According to the mainstream narrative, deportations are the end of the story for people like Ana. However, as a result of the United States’ continued economic and environmental exploitation in the Global South and the increasing number of parents divided from their children, reentry has become the new normal. Even as early as 2006 when the Swift raids occurred, 50 percent of the workers that were deported later reentered the United States to rejoin their families. This often invisible reality, that continues despite billions spent on militarizing the border, challenges the sensibility of such ruthless deportation policies.

Today, the Swift raids have become an example of the violence that underlies U.S. immigration policies.
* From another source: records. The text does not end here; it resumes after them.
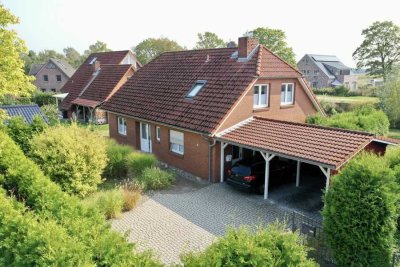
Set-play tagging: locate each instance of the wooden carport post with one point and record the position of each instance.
(223, 146)
(268, 158)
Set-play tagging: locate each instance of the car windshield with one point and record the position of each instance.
(241, 169)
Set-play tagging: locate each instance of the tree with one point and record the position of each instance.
(380, 50)
(209, 40)
(360, 212)
(97, 47)
(275, 40)
(13, 80)
(390, 97)
(73, 57)
(152, 47)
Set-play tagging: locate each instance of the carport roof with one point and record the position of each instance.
(324, 146)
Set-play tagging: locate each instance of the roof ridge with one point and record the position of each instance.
(316, 126)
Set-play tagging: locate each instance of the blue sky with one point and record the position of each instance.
(312, 26)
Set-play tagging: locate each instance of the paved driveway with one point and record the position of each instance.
(175, 221)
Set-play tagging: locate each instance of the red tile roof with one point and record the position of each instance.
(83, 74)
(331, 147)
(157, 92)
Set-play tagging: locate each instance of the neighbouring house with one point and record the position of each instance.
(327, 71)
(203, 110)
(28, 112)
(52, 75)
(95, 81)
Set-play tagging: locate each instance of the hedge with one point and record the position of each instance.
(28, 183)
(27, 240)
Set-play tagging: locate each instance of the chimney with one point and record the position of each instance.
(96, 66)
(246, 45)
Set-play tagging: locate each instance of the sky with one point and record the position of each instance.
(311, 26)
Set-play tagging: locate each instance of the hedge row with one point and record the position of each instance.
(28, 183)
(28, 241)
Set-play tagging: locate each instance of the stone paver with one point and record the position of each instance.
(171, 223)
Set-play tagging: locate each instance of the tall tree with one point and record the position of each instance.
(97, 47)
(275, 40)
(152, 47)
(13, 80)
(380, 49)
(73, 57)
(209, 40)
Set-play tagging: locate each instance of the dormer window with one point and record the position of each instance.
(196, 88)
(260, 97)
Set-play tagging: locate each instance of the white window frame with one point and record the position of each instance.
(177, 141)
(285, 101)
(121, 126)
(158, 133)
(259, 105)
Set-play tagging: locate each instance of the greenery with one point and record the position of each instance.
(390, 97)
(71, 156)
(117, 165)
(137, 162)
(154, 178)
(271, 246)
(360, 213)
(150, 48)
(13, 80)
(27, 182)
(380, 49)
(275, 40)
(209, 40)
(364, 118)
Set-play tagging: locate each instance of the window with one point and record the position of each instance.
(121, 126)
(176, 140)
(287, 91)
(158, 134)
(196, 88)
(260, 98)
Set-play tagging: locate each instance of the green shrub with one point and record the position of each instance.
(364, 118)
(27, 240)
(117, 164)
(360, 213)
(137, 162)
(71, 156)
(110, 202)
(154, 178)
(46, 199)
(271, 246)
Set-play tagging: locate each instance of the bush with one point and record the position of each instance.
(71, 156)
(27, 240)
(154, 178)
(271, 246)
(110, 202)
(137, 162)
(117, 164)
(364, 118)
(360, 213)
(24, 178)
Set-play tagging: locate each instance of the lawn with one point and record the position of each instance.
(348, 99)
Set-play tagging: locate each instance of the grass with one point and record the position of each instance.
(394, 133)
(348, 99)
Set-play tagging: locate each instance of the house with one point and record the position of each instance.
(52, 75)
(95, 81)
(28, 112)
(203, 110)
(326, 71)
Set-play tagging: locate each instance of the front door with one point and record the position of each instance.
(145, 138)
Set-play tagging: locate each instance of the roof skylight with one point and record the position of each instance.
(196, 88)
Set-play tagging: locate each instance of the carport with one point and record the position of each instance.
(328, 148)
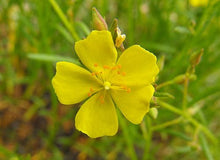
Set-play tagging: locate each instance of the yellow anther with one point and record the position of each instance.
(114, 68)
(120, 38)
(106, 67)
(123, 73)
(128, 90)
(102, 99)
(96, 65)
(93, 73)
(119, 66)
(107, 85)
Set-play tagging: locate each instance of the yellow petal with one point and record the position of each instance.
(96, 117)
(97, 50)
(138, 65)
(72, 83)
(135, 104)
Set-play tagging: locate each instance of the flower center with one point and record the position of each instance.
(107, 85)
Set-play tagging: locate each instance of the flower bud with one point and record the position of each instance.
(196, 57)
(160, 62)
(119, 38)
(98, 22)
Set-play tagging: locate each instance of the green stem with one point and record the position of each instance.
(185, 92)
(64, 19)
(164, 84)
(166, 124)
(189, 118)
(147, 132)
(128, 139)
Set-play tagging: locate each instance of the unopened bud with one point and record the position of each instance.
(98, 21)
(196, 57)
(153, 113)
(119, 38)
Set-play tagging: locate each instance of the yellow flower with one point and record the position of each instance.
(109, 80)
(197, 3)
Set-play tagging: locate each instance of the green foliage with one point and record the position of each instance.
(36, 34)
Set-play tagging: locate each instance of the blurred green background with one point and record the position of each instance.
(34, 125)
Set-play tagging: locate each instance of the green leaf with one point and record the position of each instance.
(51, 58)
(65, 33)
(178, 134)
(182, 30)
(205, 147)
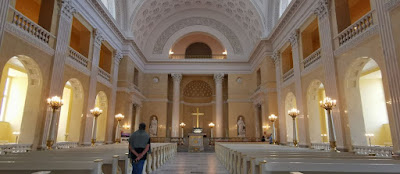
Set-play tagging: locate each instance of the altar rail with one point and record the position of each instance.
(27, 25)
(374, 150)
(15, 148)
(356, 28)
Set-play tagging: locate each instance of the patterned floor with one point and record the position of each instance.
(193, 163)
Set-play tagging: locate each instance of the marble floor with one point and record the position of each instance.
(193, 163)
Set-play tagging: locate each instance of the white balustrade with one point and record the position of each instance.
(288, 75)
(78, 57)
(24, 23)
(356, 28)
(15, 148)
(316, 55)
(321, 146)
(104, 74)
(374, 150)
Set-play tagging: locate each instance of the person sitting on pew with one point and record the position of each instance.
(139, 145)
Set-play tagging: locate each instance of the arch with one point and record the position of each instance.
(366, 103)
(71, 112)
(290, 102)
(102, 103)
(21, 82)
(317, 119)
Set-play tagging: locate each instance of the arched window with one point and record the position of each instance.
(198, 50)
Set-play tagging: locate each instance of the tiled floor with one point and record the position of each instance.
(195, 163)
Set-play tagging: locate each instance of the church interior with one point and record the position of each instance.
(223, 86)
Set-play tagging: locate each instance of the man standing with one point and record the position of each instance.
(139, 145)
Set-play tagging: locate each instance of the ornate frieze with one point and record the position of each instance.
(225, 30)
(219, 77)
(176, 77)
(322, 8)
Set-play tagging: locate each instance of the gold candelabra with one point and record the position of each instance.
(328, 104)
(273, 118)
(96, 112)
(54, 103)
(294, 113)
(119, 118)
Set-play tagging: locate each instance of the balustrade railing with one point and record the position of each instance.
(24, 23)
(356, 28)
(183, 56)
(15, 148)
(66, 145)
(321, 146)
(374, 151)
(288, 75)
(78, 57)
(104, 74)
(316, 55)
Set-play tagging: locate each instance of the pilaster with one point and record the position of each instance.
(328, 61)
(392, 68)
(98, 38)
(301, 119)
(57, 74)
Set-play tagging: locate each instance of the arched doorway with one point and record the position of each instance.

According to Adrianna Rodriguez, a migrant rights organizer from Veracruz, Mexico, “It is a constant reminder that our immigration system is broken and nothing is being done to fix it properly.”

Politicians from both parties use the tragedy to gain support. One side is pushing for comprehensive immigration reform in an attempt to try to lower the number of deportations. The other side demands that we strengthen boarder security in order to stop the influx of migrants. Both parties miss the point. Neither immigration reform nor boarder security will stop migration. This truth is one that we hear each time migrant families block a road, stop a bus or lock a gate to demand not only an end to deportations, but also an end to U.S. interference in their home countries. We need to tackle the root of the U.S. policies that affect the climate, economy and quality of life within the Global South. Until then, we will be constantly forced to relive traumatic events like the day of the Swift raids.